I'm not a Nagler fan, to put it bluntly. Besides being a rich man's "toy," they weigh a ton and cost more than my whole telescope. However, my biggest problem is the number of elements in them. I observe faint fuzzies, mostly obscure galaxies (right now the Herschel lists), and they have so many elements (8-9) to get those wide flat fields of view, that they suck the light right out of the image. That is not a problem with the Q-70 series.

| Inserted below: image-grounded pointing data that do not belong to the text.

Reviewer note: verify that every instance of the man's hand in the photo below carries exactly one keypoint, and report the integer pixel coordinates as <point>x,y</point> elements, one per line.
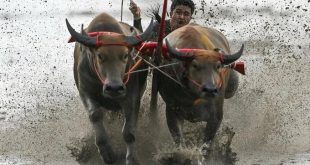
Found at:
<point>135,10</point>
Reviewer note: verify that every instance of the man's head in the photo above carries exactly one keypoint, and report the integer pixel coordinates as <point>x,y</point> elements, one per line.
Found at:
<point>181,12</point>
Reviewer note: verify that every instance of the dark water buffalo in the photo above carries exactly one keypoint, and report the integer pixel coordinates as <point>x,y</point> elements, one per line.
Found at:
<point>204,77</point>
<point>101,61</point>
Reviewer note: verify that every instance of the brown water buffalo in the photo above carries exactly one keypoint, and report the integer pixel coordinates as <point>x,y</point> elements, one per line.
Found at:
<point>202,80</point>
<point>101,62</point>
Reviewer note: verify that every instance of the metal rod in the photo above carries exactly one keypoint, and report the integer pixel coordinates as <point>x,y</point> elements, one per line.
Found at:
<point>122,11</point>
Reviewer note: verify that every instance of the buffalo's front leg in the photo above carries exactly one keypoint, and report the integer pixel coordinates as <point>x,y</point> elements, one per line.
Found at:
<point>174,124</point>
<point>95,113</point>
<point>214,122</point>
<point>129,130</point>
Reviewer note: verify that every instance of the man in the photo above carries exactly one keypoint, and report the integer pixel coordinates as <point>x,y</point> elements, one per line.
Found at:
<point>181,12</point>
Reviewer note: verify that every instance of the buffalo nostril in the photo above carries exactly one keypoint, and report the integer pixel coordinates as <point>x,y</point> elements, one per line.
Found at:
<point>212,91</point>
<point>115,88</point>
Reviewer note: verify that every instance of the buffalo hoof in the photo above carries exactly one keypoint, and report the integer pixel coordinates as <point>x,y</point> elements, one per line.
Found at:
<point>109,157</point>
<point>132,161</point>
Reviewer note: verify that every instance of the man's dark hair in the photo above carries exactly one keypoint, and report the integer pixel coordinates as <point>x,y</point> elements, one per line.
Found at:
<point>188,3</point>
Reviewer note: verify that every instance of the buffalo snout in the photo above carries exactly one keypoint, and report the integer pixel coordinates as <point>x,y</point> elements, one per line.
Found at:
<point>209,91</point>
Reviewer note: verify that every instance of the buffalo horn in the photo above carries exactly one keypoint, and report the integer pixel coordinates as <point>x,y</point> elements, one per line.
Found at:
<point>83,39</point>
<point>227,59</point>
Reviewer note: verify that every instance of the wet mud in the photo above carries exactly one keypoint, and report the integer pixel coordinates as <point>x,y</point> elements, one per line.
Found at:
<point>42,120</point>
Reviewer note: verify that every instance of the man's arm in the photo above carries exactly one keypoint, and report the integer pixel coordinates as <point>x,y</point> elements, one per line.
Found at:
<point>135,10</point>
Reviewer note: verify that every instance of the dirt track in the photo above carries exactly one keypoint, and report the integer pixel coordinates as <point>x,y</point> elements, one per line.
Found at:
<point>41,114</point>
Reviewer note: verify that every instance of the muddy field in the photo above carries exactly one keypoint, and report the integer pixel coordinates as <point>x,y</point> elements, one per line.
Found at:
<point>42,120</point>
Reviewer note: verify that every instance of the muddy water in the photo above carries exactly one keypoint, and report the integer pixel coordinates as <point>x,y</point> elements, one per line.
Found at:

I got this 26mm jewel, as part of the whole Q-70 set, for Christmas. When I want a close-up view of a faint fuzzy, this is about as high a magnification as I like to go. I usually find the object with either the 38mm or 32mm in this series, then if I want a close-up, I put this one in. I don't know why exactly, but it seems to have the best overall correction and the least distorted edge of the set. I finally had a chance to put it through the paces in February, on what was close to a Horsehead night. The 2" format really helps but the big thing for me is the wide field of view. This is basically a modified Erfle design with 5 or maybe 6 elements, not too many to take away the faint light I search for. Sure, the edges have a lot of coma, or as I like to call it, the fishbowl effect, but the majority of the field gives excellent images. This eyepiece is great for sweeping, or "mowing the lawn" as I look for faint galaxies. Even at the extreme edge, I could tell the difference between the blur of a star and the blur of a galaxy, and was able to nail over a dozen Herschel 2 galaxies that night.
This eyepiece isn't perfect, with a super wide flat field. But for my money, it doesn't need to be. It did everything I wanted it to and didn't break the bank. For you amateurs out there, don't let the ad copy bamboozle you into taking a second mortgage just to buy one of the high priced oculars. Invest a hundred bucks and get something you can really use. Highly recommended.